Source: Financial Times
[Want to get an even deeper understanding of the gender pay gap? Read our previous article: Gender Pay Gap - Myth or Reality? ]
So, What's Next?
There are several things that companies can do to help close the gender pay gap:
1. Look at your gender (and race) pay gap both vertically (the company as a whole) and horizontally (for specific roles). Salesforce paid over $6 million (only about 0.06% of its annual revenues) in the last few years to correct for roles where women were making less than their male counterparts. Tech startup Buffer did something more interesting in looking at how the company's growth impacted the gender imbalance between the highest and lowest paid roles.
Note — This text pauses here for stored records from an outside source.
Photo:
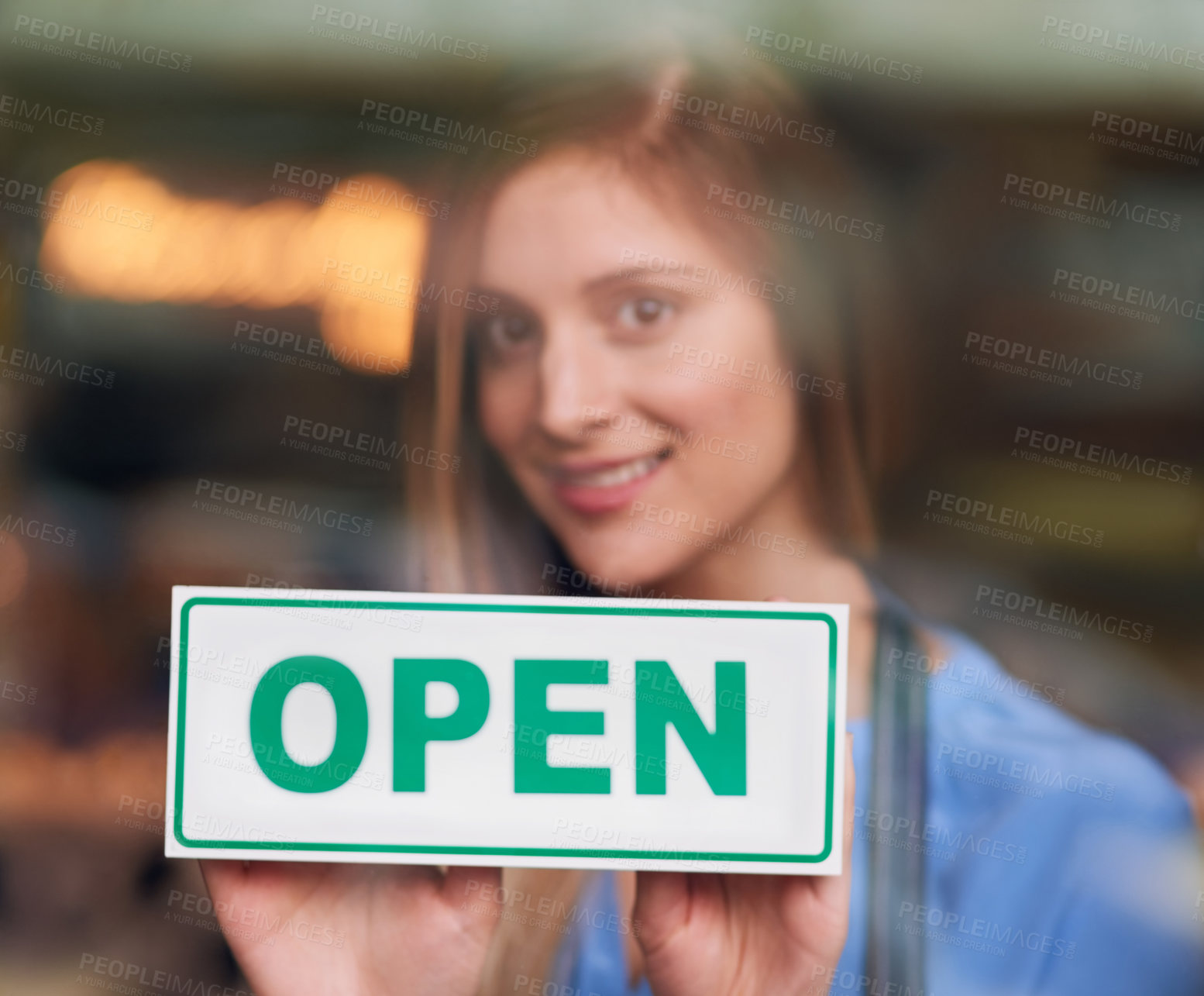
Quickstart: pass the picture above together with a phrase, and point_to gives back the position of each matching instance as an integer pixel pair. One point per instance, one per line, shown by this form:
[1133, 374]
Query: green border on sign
[567, 610]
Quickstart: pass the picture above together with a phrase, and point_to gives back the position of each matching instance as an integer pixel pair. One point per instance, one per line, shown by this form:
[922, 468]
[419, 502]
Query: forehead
[569, 219]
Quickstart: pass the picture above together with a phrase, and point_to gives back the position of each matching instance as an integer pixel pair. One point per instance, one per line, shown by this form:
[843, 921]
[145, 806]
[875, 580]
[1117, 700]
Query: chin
[621, 567]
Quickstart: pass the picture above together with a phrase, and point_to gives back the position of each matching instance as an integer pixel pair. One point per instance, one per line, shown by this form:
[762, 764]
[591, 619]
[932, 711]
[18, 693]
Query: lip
[593, 488]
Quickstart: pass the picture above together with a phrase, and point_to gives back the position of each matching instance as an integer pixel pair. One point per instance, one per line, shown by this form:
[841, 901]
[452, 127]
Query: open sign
[507, 730]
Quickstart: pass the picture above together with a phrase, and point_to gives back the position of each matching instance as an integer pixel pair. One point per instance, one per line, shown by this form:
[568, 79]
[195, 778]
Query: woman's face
[600, 382]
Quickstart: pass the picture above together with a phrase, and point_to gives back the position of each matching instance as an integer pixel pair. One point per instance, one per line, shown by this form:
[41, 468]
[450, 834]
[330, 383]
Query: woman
[678, 211]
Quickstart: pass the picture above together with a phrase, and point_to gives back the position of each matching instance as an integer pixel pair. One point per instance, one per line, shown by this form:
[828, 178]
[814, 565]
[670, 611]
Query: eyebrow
[626, 275]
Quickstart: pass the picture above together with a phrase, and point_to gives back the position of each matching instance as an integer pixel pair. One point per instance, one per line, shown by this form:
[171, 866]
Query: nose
[575, 383]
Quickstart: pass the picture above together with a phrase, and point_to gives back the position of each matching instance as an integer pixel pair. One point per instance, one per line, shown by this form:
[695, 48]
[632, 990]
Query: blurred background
[208, 260]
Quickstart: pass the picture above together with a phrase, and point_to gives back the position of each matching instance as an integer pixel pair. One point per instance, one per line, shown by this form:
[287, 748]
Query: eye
[508, 333]
[643, 312]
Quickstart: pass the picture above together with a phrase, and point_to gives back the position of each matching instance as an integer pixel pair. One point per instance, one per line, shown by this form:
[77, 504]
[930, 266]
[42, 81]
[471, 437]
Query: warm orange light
[117, 233]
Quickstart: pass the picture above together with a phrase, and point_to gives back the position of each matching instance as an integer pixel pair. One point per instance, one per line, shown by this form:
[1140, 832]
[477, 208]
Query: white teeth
[612, 477]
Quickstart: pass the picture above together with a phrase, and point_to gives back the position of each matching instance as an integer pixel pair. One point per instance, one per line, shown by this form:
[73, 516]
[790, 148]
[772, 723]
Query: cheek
[504, 400]
[728, 417]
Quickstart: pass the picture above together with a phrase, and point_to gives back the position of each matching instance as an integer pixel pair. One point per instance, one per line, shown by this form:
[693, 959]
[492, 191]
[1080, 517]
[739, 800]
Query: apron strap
[897, 787]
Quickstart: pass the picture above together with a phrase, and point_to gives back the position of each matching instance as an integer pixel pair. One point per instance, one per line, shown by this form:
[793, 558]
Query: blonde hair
[472, 530]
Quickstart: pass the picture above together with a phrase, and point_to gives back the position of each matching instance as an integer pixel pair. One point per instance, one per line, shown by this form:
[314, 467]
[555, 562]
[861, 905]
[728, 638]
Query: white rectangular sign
[506, 730]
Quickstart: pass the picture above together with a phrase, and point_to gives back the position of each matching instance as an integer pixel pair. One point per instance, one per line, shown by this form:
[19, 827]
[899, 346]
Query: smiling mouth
[614, 474]
[597, 489]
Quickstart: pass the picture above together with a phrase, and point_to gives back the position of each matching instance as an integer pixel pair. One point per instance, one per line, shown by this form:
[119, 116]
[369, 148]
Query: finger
[661, 907]
[223, 876]
[834, 891]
Buffer is using the data to change its recruiting strategy (including hiring men into departments that are majority-female) and refocus on developing the careers of their female employees.
2. Support new moms during the difficult transition period post giving birth. Having onsite daycare helped Patagonia reduce turnover by 25% while Google decreased its new mom quitting rate by 50% by extending its maternity leave to six months. Other simple measures like allowing returning mothers to work from home several days a week or at a reduced hourly schedule for the first few months can make a huge difference during those stressful times.
3. Help new moms to get back to speed as fast as possible and don't penalize them for the time away from work. Extended maternity leave was shown to have a direct negative impact on women's careers and wages. To mitigate this impact, keep in touch with employees on maternity leave to make sure they stay in the loop. Furthermore, top performer moms often complain that they were downgraded to an average performer and left out of promotion nominations because of the three to six months they've spent taking care of their newborns. This is especially frustrating when they know that they have had stellar performance prior to giving birth and hit all their targets for the year. Recently, a major audit firm realized that this practice was harmful to women's career progression and motivation. It decided to eliminate this practice and enacted a policy to extend performance review scores from prior periods for women who were away on maternity leave.
4. Implement pay transparency for different salary bands both internally and externally. The thought of this may be scary for some HR leaders but the benefits can outweigh the costs in the long run. You will reduce candidates' anxiety about negotiations and also avoid future lawsuits about unfair pay practices like this lawsuit Oracle is facing for allegedly underpaying over 4,00o female and racial minority employees. Learn more about the benefits and downsides of pay transparency.
5. Remove the question about prior salary in job applications. It penalizes applicants who were previously earning less and perpetuates the salary gap for many women and people of color. Pay people for the work they are hired for instead of perpetuating the unfairness of prior employers. In fact, 13 states and 11 municipalities in the U.S. have made it illegal for companies to ask job candidates about prior salaries.
Sometimes you may not have the power to change your company's policies but you can certainly ensure that the women and men under your responsibility are paid fairly and have equal opportunities for advancement. You can also help women in your network better position themselves for higher paid roles and negotiate their salaries. Sixty-five percent of women who discovered that they were paid less relative to male peers did so through a conversation with a colleague. So if you think that your colleague is being underpaid, help her negotiate a better salary and/or advocate on her behalf.